La tercera lección es que el éxito verdadero trae paz, no ansiedad. Si tus metas te están robando el sueño, te están estresando y te están alejando de tu familia, es momento de reevaluarlas. Dios no es un capataz exigente que te presiona, sino un Padre amoroso que te guía con suavidad. Jesús dijo: ‘Venid a mí todos los que estáis trabajados y cargados, y yo os haré descansar’ (Mateo 11:28). El éxito según Dios te da descanso, no agotamiento.
Preguntas Frecuentes
¿Es pecado tener dinero o ser rico en Colombia?

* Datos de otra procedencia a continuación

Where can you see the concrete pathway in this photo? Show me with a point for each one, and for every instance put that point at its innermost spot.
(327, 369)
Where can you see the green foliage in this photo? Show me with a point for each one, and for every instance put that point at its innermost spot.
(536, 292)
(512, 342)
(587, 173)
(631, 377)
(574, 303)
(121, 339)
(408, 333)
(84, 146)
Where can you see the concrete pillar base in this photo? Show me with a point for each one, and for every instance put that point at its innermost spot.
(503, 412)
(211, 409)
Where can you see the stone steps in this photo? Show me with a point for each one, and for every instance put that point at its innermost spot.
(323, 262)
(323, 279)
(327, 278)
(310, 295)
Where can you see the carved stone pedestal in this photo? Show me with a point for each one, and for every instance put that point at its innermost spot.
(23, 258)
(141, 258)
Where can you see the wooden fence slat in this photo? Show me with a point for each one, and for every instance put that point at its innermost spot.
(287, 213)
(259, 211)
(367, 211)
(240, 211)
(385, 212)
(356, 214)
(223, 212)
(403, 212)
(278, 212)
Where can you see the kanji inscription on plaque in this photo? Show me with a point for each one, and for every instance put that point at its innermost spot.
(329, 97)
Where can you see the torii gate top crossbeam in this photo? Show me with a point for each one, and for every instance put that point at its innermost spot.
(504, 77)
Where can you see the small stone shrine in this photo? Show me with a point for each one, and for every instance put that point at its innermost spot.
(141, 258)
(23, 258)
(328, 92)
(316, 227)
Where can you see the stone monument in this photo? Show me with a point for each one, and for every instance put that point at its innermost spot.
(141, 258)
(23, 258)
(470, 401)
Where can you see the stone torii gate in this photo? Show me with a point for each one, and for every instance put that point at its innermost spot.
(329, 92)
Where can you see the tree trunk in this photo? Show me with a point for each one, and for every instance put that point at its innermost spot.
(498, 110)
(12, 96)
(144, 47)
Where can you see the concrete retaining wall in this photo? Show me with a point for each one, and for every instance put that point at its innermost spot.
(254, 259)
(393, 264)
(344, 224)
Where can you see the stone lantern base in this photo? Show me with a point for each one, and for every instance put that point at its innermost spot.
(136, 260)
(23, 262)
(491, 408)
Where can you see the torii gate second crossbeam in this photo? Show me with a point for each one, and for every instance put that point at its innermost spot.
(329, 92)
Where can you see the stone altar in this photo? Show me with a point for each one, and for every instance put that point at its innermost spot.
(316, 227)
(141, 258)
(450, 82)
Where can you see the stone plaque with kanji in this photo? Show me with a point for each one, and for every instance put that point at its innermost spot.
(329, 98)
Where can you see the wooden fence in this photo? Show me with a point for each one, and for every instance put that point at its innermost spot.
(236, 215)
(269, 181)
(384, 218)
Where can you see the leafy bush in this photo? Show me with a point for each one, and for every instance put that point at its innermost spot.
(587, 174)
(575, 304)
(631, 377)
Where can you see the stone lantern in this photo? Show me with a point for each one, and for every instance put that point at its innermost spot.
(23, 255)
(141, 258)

No, tener dinero no es pecado. La Biblia no condena la riqueza, sino el amor al dinero (1 Timoteo 6:10). En Colombia, hay personas que han prosperado financieramente y usan sus recursos para bendecir a otros y apoyar la obra de Dios. El problema es cuando el dinero se convierte en un ídolo y desplaza a Dios del trono de nuestro corazón. La clave está en tu actitud: ¿eres tú el dueño de tu dinero o el dinero es tu dueño?
¿Cómo puedo saber si estoy en la voluntad de Dios para mi vida profesional?
La voluntad de Dios no es un misterio escondido que debes descifrar con miedo. Primero, busca una relación personal con Él a través de la oración y la lectura de la Biblia. Segundo, usa los talentos que Él te ha dado, porque Dios no desperdicia dones. Tercero, pide consejo a líderes espirituales maduros. Y cuarto, evalúa si tu trabajo te permite honrar a Dios y servir a otros. Si puedes hacer eso, estás en el camino correcto, aunque no sea el trabajo mejor pagado del mundo.
¿Qué hago si ya logré mis metas y todavía me siento vacío?
Ese vacío es una señal de alerta de que tu alma necesita algo más que logros. Muchas personas en Colombia han llegado a la cima del éxito y se han sentido más solas que nunca. Te invito a que hagas una pausa y te preguntes: ¿Para qué estoy viviendo? Dios te creó para tener comunión con Él, y solo en Él encontrarás plenitud. Busca un grupo de fe, abre tu corazón a Dios y pídele que te revele tu propósito eterno. Él no te va a dejar con las manos vacías.